On Wednesday Ford lowered their outlook for 2014 citing greater than expected new product launch expenses, adverse affect from strong Euro and weakness in Latin America. The stock had its worst one day drop in more than two years, of about 6.5%.
Prior to the warning, the stock had been lagging the broad market since making new two and half year highs in October as Ford CEO Allan Mulally, the gentleman largely credited for keeping the ship afloat and the companies turnaround after the financial crisis, emerged as a front runner to replace outgoing MSFT CEO Steve Ballmer.
It is my sense that a good bit of bad news is in the stock right now and I can not imagine that Alan Mulally would want to leave Ford on such a sour note.
With the street adjusting estimates in line with the company’s forward guidance, the stock now trades at about 10x that estimate, which is expected to decline, on sales that are expected to only grow year over year at about 2%. Valuation is not a great argument to own the stock, but the lowered expectations and the possibility of CEO Mullay sticking around to go out on a high note at the end of 2014 could be.
Taking a quick look at the technical set up, the chart is fairly instructive to where the stock should hold in the near term and what should serve as technical resistance.
The year to date chart below shows $15 as slightly weak near term support, while $17, which also corresponds with the 50 day moving average, was prior support that could now serve as near term resistance.
On a longer term basis, the $15 level emerges as very important technical support level dating back to mid 2011, which if breached could put $13 in play.
It is our sense that barring news of Mulally leaving the company, or a further disappointment on sales and earnings, that there is a strong likelihood that the stock trades between $15 and $17 into the new year.

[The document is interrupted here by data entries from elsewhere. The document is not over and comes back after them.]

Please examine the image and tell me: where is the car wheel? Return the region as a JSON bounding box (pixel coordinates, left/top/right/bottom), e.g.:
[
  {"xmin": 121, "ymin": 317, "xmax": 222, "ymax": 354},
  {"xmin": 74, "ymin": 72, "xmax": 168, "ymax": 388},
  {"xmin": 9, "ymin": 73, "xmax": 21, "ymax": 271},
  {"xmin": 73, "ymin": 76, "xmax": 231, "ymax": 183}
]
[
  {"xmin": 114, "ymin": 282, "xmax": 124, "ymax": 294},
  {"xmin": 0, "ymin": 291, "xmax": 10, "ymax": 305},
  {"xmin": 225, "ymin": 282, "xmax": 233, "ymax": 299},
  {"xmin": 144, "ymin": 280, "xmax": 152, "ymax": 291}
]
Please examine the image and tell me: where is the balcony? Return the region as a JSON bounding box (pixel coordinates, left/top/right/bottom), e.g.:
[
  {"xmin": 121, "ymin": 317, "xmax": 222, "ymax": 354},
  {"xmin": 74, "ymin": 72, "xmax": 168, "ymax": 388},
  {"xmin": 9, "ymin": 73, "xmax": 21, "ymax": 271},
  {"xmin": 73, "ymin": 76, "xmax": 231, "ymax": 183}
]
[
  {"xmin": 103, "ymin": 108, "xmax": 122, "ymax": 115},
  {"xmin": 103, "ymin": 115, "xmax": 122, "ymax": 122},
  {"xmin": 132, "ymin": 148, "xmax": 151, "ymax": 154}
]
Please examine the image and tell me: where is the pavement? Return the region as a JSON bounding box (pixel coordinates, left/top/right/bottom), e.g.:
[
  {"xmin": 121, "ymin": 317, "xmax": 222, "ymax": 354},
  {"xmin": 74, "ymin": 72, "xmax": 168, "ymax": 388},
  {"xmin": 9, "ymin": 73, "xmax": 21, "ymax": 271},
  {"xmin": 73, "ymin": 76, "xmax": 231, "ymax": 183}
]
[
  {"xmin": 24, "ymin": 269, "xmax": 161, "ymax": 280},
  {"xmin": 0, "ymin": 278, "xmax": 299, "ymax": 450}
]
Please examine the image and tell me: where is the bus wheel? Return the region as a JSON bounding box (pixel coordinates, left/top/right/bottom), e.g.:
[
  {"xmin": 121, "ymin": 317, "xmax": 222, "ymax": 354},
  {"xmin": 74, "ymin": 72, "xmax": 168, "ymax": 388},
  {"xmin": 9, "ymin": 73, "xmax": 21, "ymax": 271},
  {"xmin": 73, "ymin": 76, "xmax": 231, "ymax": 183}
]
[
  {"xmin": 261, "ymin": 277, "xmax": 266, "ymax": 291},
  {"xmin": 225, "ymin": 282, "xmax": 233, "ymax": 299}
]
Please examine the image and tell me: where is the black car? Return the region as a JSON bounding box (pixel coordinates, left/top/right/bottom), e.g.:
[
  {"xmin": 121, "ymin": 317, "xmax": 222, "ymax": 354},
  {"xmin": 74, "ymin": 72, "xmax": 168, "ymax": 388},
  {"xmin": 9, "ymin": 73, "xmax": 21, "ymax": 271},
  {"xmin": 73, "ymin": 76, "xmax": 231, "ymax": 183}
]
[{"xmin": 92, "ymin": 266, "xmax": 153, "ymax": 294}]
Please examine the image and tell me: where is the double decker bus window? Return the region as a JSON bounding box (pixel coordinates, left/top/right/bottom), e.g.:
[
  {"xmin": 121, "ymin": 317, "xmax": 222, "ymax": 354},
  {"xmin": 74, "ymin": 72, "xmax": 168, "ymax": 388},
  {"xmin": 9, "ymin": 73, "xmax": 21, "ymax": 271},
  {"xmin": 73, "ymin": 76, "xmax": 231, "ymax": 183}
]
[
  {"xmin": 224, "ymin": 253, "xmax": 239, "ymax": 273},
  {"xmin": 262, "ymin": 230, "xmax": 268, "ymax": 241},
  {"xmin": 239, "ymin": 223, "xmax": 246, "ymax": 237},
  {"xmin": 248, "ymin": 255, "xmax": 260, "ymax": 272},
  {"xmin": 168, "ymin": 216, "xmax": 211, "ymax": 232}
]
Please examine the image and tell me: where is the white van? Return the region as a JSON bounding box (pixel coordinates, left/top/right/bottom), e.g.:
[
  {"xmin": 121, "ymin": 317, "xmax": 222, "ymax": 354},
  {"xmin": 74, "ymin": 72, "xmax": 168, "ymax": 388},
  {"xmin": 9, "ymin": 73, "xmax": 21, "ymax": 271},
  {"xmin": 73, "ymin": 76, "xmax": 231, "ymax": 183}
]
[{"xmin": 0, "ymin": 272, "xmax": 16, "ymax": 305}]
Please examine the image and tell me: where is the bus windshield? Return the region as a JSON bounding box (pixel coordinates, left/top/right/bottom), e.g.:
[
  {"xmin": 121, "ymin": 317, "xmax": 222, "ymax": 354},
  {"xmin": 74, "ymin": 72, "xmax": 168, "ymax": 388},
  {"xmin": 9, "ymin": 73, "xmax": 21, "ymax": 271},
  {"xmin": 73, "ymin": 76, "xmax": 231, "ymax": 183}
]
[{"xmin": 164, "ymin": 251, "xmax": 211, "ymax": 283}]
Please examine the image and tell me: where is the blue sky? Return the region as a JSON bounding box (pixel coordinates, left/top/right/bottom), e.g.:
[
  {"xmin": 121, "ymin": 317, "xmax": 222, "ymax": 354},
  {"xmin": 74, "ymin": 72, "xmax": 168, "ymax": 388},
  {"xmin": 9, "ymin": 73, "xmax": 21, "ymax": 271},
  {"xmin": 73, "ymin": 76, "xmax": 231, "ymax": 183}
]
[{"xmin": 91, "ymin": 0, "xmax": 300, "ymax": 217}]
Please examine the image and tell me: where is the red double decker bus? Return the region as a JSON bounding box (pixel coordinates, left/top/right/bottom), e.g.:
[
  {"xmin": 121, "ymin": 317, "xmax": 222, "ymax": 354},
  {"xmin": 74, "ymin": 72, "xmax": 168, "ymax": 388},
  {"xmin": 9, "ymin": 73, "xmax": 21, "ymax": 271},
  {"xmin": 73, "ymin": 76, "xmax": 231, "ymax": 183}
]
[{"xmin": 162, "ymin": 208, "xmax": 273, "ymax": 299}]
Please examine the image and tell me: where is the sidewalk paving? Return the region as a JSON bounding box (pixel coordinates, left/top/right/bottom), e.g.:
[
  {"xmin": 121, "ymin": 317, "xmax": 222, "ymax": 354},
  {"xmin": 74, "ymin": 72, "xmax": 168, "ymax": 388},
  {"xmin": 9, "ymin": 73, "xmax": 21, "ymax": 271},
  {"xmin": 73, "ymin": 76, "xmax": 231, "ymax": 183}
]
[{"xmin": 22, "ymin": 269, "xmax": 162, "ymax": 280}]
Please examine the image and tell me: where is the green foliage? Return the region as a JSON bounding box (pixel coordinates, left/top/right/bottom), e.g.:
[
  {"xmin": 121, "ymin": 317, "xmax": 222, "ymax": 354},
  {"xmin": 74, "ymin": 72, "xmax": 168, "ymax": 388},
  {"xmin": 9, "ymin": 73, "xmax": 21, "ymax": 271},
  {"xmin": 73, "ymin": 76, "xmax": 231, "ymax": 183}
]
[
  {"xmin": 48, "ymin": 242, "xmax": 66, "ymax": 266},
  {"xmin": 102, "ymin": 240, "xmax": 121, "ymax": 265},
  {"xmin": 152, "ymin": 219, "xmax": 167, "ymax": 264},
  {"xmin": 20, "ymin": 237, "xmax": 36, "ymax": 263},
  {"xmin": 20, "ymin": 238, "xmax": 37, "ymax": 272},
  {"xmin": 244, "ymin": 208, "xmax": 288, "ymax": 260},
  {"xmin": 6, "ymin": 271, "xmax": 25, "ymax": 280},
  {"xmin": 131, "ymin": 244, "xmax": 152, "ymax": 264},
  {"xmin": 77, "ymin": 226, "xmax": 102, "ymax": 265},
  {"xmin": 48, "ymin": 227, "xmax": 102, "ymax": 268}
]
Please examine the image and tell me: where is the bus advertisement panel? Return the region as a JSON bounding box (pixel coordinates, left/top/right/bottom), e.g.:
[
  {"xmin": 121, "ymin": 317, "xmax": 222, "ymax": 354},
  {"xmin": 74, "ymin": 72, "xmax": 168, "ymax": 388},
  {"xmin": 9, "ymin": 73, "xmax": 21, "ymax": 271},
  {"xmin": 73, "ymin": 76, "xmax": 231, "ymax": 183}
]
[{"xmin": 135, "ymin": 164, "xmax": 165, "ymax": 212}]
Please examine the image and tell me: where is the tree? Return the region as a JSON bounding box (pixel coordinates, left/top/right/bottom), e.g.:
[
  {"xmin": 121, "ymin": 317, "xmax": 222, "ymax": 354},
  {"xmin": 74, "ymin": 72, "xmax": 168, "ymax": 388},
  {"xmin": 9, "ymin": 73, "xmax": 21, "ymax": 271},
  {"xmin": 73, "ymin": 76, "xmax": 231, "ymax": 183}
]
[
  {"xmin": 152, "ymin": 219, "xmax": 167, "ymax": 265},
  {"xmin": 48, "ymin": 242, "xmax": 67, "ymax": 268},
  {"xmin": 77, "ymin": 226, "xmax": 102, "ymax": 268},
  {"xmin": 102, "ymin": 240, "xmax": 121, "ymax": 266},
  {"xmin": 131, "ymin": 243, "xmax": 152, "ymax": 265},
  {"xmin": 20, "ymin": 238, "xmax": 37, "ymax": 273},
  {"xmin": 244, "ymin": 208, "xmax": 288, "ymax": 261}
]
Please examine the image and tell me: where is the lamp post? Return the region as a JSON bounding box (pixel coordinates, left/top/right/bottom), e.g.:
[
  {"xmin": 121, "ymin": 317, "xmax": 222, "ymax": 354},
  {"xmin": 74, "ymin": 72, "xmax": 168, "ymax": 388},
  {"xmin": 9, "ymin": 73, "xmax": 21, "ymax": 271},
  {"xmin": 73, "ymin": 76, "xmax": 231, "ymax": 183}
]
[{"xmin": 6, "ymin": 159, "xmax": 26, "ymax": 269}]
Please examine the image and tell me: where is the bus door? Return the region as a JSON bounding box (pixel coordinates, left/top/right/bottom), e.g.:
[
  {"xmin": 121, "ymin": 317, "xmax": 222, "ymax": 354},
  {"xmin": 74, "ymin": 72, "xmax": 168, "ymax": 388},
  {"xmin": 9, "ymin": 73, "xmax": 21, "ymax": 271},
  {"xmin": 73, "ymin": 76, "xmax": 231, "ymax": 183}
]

The company will report Dec car sales in early Jan, which should serve as the next catalyst, and Q4 earnings wont come until late Jan.
The stock’s recent decline also corresponds with investor enthusiasm for shares of GM, which recently made new 52 week highs before trading off in sympathy with Ford.
We like the set up for a new year bounce in Ford with sentiment poor towards its peers and the broad market, that being said we think the likelihood of the stock making a new high above $18 in the very near future as relatively unlikely.
TRADE: Bought the F ($15.45) Feb 15/17/19 Call Butterfly for $0.58
– Bought 1 Feb 15 call for .91
– Sold 2 Feb 17 calls at .19 each (.38 total)
– Bought 1 Feb 19 call for .05
Break-evens on Feb expiration:
Profits: btwn 15.58 and 18.42 make up to 1.42 , with max gain of 1.42 at 17.
Losses: losses of up to 0.58 btwn 15 & 15.58 and btwn 18.42 & 19 with max loss of 0.58 below 15 or above 19.
Ford stock has been left for dead, even though one big reason for its lowered profit outlook is that it’s actually one of the few companies that is willing to forgo current profits as it invests for the future. While the technical damage is significant, the idea of playing for some upside over the next 2 months with a structure that is limited risk is appealing at this juncture.